Our final answer, t ≈ -10.25 hours, is a bit tricky because it's negative. As we've discussed, this means that if we were to extrapolate the decay backwards in time, the population would have been 6400 approximately 10.25 hours before Ulises started the experiment with 100 bacteria. This highlights a crucial point: the problem as stated seems to have a logical flaw, since the function describes a decreasing bacterial population, not an increasing one. The function F(t) = F₀ * (2/3)^t represents exponential decay, meaning the population decreases over time. If the initial population is 100, it's impossible for the population to increase to 6400 according to this model. The question is fundamentally asking about an event that contradicts the given mathematical model. This is a very common situation in real-world problem-solving. Sometimes, the data, assumptions, or even the problem statement itself can have errors or inconsistencies. Our job as problem-solvers isn't just to find a numerical answer but also to critically evaluate the entire situation and identify any potential issues. In this case, we've successfully used the math to identify a flaw in the problem itself.

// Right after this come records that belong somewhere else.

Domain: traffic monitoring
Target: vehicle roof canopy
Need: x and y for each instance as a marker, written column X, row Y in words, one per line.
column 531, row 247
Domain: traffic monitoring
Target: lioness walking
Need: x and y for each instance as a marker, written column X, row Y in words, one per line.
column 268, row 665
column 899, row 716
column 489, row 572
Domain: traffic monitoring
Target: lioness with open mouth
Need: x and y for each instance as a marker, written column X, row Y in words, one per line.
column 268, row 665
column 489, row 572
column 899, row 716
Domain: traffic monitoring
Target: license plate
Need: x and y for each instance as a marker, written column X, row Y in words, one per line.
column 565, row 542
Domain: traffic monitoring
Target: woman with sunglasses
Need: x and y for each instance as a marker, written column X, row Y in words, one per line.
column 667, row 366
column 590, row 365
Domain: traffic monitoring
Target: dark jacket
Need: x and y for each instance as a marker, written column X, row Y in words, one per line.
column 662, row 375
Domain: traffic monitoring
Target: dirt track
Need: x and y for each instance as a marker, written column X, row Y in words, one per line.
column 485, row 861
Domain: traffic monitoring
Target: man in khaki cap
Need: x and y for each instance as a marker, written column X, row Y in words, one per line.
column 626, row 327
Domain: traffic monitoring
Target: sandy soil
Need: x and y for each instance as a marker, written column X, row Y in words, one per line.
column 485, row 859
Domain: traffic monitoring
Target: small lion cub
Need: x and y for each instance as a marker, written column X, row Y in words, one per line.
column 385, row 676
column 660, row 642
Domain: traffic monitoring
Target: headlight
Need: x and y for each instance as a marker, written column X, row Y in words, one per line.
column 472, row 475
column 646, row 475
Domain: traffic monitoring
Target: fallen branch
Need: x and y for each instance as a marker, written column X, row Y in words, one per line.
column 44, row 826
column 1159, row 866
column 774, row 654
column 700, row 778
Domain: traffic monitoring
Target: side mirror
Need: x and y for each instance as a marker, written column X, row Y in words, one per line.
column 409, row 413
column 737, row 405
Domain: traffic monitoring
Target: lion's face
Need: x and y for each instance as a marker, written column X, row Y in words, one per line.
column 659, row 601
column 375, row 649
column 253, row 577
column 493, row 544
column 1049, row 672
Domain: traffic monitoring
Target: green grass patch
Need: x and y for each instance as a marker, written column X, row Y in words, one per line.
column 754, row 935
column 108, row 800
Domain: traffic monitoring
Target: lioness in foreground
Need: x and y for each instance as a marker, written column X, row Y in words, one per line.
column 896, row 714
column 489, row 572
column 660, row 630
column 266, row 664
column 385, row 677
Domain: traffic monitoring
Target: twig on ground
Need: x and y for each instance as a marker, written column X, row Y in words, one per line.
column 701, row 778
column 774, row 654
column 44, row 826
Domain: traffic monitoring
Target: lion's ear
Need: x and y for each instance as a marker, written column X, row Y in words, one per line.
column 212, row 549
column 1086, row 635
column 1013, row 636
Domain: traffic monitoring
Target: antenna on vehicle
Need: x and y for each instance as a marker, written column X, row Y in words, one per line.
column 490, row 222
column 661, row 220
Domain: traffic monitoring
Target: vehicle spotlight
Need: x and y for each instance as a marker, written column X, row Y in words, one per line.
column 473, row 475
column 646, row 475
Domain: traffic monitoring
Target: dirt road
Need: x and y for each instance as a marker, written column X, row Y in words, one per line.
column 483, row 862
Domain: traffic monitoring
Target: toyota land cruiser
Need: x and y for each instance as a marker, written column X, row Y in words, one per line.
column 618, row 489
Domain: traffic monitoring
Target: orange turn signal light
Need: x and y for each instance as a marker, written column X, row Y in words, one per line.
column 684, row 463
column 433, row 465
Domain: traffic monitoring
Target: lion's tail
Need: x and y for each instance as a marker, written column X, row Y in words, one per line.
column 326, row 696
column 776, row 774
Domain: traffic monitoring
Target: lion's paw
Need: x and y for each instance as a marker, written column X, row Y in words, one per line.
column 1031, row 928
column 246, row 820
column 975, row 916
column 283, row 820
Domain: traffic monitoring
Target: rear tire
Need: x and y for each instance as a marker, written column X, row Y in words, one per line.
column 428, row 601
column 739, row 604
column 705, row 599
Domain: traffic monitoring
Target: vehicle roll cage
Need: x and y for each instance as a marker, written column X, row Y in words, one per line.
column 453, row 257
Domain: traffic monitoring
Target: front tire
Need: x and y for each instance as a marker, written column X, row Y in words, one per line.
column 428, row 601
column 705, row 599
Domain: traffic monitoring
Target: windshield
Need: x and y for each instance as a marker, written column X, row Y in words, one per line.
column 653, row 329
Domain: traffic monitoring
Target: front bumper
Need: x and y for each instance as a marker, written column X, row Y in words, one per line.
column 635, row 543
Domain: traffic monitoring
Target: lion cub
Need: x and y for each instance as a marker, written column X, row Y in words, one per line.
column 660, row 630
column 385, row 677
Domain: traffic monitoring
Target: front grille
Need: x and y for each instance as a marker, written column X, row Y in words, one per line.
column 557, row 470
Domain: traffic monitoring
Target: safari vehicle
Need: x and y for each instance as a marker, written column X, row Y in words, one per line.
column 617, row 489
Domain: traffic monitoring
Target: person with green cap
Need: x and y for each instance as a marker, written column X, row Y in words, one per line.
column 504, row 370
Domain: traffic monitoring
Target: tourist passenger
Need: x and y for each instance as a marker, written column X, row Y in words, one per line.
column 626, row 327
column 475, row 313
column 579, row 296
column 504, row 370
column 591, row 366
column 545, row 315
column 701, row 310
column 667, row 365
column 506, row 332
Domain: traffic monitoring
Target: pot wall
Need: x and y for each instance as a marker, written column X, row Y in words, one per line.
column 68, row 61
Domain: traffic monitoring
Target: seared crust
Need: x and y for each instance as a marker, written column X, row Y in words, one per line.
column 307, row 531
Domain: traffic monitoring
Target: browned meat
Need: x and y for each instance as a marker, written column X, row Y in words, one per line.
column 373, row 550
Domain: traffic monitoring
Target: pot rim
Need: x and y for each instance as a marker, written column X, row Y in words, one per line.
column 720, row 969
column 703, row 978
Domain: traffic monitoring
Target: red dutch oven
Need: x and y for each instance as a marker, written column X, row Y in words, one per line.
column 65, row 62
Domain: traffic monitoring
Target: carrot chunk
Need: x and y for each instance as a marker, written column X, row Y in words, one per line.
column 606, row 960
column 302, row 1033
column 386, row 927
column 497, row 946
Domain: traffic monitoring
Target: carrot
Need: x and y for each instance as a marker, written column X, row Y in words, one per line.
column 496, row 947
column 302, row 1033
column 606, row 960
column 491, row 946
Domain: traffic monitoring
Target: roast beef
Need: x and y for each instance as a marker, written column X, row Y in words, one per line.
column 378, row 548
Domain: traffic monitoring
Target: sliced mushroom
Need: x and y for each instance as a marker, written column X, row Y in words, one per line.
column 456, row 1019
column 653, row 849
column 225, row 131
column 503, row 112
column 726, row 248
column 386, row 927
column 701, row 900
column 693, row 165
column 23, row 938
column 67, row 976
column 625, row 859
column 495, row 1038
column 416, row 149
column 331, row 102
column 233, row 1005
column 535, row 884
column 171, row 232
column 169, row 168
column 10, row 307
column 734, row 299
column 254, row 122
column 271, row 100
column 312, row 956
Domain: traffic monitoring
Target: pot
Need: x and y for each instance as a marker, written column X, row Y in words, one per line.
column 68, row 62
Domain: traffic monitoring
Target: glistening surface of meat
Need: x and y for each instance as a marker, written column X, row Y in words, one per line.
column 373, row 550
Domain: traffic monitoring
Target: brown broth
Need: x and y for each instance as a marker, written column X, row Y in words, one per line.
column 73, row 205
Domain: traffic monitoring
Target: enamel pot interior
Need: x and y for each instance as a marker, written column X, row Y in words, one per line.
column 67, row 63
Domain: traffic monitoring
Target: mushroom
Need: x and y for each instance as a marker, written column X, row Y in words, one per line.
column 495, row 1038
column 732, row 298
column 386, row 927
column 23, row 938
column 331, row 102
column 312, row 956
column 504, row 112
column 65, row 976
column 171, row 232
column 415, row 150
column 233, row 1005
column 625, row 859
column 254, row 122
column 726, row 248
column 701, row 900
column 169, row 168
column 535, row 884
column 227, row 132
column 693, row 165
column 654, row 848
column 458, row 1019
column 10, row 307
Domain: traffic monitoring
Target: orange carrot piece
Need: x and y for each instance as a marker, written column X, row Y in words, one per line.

Guys, that's awesome problem-solving!

Conclusion

In conclusion, by using the given function and solving for 't', we found that the bacterial population would have been 6400 approximately 10.25 hours before the start of the experiment, if we were to extrapolate the model backwards. However, the most important takeaway here is that we identified a potential issue with the problem statement itself. The function describes a decaying population, making it impossible to reach a population of 6400 bacteria in the future from an initial population of 100. This exercise demonstrates not only how to solve exponential equations but also the importance of critical thinking and logical reasoning when tackling mathematical problems. Always remember, guys, math isn't just about numbers; it's about understanding the real-world context and making sure our solutions make sense!